Table of Contents
Grizzly 2.0 introduces a new subsystem to improve memory management within the runtime. This subsystem is comprised of three main artifacts:
Buffers
Thread local memory pools
MemoryManager as a factory of sorts using the buffers and thread local pools
whose primary purpose is to speed up memory allocation and, when possible, provide for memory re-use.
The following sections will describe these concepts in detail.
The MemoryManager is the main interface for allocating/deallocating Buffer instances:
public interface MemoryManager<E extends Buffer>
extends JmxMonitoringAware<MemoryProbe> {
/**
* Allocates a {@link Buffer} of the required size.
*
* @param size {@link Buffer} size to be allocated.
* @return allocated {@link Buffer}.
*/
public E allocate(int size);
/**
* Allocates {@link Buffer} at least of the provided size.
* This could be useful for usecases like Socket.read(...), where
* we're not sure how many bytes are available, but want to read as
* much as possible.
*
* @param size the min {@link Buffer} size to be allocated.
* @return allocated {@link Buffer}.
*/
public E allocateAtLeast(int size);
/**
* Reallocate {@link Buffer} to a required size.
* Implementation may choose the way, how reallocation could be done, either
* by allocating new {@link Buffer} of required size and copying old
* {@link Buffer} content there, or perform more complex logic related to
* memory pooling etc.
*
* @param oldBuffer old {@link Buffer} to be reallocated.
* @param newSize new {@link Buffer} required size.
* @return reallocated {@link Buffer}.
*/
public E reallocate(E oldBuffer, int newSize);
/**
* Release {@link Buffer}.
* Implementation may ignore releasing and let JVM Garbage collector to take
* care about the {@link Buffer}, or return {@link Buffer} to pool, in case
* of more complex <tt>MemoryManager</tt> implementation.
*
* @param buffer {@link Buffer} to be released.
*/
public void release(E buffer);There is typically a single MemoryManager servicing all transports defined within the Grizzly runtime.
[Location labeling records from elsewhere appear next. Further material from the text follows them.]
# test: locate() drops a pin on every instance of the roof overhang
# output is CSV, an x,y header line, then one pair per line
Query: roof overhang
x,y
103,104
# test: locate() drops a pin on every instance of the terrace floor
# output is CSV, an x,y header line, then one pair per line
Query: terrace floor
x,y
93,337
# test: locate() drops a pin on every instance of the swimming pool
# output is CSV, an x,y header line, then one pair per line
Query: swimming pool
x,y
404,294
This MemoryManager can be obtained by calling:
TransportFactory.getInstance().getDefaultMemoryManager();
Conversely, custom MemoryManager implementations may be made available to the application by calling:
TransportFactory.getInstance().setDefaultMemoryManager(MemoryManager defaultMemoryManager);
The MemoryManager instance exposed by the TransportFactory can be obtained without calling the TransportFactory directly as it will be available on the NIOTransport being used by the application.
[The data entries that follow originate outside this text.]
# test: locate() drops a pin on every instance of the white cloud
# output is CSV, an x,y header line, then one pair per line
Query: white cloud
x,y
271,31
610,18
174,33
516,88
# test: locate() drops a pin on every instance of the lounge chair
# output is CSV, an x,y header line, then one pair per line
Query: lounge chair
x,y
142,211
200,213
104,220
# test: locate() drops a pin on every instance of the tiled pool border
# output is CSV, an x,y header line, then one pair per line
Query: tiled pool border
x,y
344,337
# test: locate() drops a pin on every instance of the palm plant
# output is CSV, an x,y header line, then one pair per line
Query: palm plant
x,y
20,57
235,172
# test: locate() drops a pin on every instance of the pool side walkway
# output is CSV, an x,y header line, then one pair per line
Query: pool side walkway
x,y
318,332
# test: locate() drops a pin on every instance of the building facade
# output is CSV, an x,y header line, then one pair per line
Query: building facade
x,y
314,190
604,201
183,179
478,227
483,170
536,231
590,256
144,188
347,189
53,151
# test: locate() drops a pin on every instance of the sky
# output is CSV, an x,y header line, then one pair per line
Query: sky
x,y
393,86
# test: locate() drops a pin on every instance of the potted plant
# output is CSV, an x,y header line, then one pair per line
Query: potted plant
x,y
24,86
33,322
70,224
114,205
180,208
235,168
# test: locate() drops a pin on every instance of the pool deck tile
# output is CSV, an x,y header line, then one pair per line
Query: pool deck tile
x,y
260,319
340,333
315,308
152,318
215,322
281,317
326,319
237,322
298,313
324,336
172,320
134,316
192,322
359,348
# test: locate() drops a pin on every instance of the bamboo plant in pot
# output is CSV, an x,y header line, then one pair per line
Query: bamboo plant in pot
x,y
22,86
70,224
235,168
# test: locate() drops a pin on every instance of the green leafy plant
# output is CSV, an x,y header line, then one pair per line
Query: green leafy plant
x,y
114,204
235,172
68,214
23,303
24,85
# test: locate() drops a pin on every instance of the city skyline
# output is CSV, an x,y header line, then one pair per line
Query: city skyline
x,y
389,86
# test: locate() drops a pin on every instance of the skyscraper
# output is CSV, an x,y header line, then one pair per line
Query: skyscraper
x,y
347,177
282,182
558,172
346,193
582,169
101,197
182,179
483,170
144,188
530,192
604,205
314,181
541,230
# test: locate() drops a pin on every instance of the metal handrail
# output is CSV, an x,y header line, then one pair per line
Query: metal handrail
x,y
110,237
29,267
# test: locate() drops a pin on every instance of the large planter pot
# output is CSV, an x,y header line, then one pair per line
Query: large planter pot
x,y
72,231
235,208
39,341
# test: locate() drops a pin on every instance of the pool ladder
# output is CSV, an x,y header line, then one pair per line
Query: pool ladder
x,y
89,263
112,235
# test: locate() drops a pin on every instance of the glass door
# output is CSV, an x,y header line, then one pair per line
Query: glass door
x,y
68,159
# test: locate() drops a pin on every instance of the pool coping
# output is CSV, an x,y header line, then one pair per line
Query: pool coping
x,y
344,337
Grizzly 2.2.10 includes two MemoryManager implementations: HeapMemoryManager and ByteBufferManager. By default, the Grizzly runtime will use the HeapMemoryManager, however if a Grizzly application requires Direct ByteBuffer access, then the ByteBufferManager can be used.
The ByteBufferManager implementation vends Buffers that wrap JDK ByteBuffer instances.
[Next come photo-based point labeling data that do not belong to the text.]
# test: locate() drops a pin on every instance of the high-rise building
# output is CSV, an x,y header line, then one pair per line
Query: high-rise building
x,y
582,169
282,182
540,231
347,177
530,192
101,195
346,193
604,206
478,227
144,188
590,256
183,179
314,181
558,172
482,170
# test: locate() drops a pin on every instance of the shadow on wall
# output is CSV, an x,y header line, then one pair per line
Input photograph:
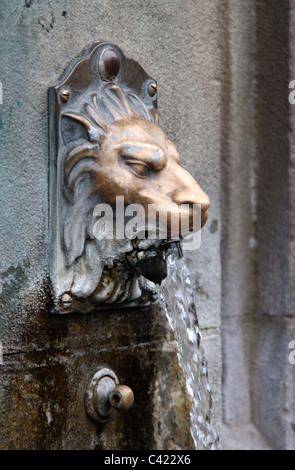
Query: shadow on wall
x,y
258,224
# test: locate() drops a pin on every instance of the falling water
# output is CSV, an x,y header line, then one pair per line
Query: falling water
x,y
176,295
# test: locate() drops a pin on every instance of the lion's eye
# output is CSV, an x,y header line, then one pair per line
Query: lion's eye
x,y
141,169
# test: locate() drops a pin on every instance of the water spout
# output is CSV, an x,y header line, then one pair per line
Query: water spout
x,y
176,295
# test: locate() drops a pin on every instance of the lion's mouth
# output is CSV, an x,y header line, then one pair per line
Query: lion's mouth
x,y
151,261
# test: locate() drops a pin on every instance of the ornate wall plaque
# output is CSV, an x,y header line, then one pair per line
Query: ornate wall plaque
x,y
107,154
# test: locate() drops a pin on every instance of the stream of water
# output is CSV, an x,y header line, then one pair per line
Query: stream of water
x,y
177,297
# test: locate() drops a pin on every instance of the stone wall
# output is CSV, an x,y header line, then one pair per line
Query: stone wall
x,y
47,359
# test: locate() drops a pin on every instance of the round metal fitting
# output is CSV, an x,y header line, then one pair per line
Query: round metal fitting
x,y
99,387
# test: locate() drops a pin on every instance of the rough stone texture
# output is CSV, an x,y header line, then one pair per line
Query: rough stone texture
x,y
258,222
47,359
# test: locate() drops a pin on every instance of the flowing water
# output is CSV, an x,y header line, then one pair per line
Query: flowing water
x,y
176,295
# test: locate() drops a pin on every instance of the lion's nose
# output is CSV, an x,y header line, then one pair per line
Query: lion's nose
x,y
185,196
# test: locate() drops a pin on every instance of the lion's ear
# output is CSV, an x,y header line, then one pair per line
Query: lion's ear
x,y
94,133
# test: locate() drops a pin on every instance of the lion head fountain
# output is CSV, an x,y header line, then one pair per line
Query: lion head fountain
x,y
109,156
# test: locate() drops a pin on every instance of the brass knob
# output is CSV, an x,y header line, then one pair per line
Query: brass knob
x,y
121,398
103,394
Developers may wonder why Grizzly have a HeapMemoryManager when the ByteBufferManager can be used with both direct and heap ByteBuffers. The main reason is cheaper allocation performance as well as making operations such a trim() and shrink() (covered later in this section) cheap as well.
ThreadLocal memory pools provide the ability to allocate memory without any synchronization costs. Both the ByteBufferManager and HeapMemoryManager use such pools. Note that it's not required that a custom MemoryManager use such pools, however, if said MemoryManager implements the ThreadLocalPoolProvider interface, then a ThreadLocalPool implementation must be provided. The ThreadLocalPool implementation will be created and passed to each thread being maintained by Grizzly's managed threads.
Grizzly 2.2.10 provides several buffers for developers to leverage when creating applications. These Buffer implementations offer features not available when using the JDK's ByteBuffer.
The Buffer is essentially the analogue to the JDK's ByteBuffer. It offers the same set of methods for:
Pushing/pulling data to/from the Buffer.
Methods for accessing or manipulating the Buffer's position, limit, and capacity.
In addition to offering familar semantics to ByteBuffer, the following features are available:
Splitting, trimming, and shrinking.
Prepending another Buffer's content to the current Buffer.
Converting the Buffer to a ByteBuffer or ByteBuffer[].
Converting Buffer content to a String.
Please see the javadocs for further details on Buffer.
The CompositeBuffer is another Buffer implementation which allows appending of Buffer instances. The CompositeBuffer maintains a virtual position, limit, and capacity based on the Buffers that have been appended and can be treated as a simple Buffer instance.
Please see the javadocs for further details on CompositeBuffer.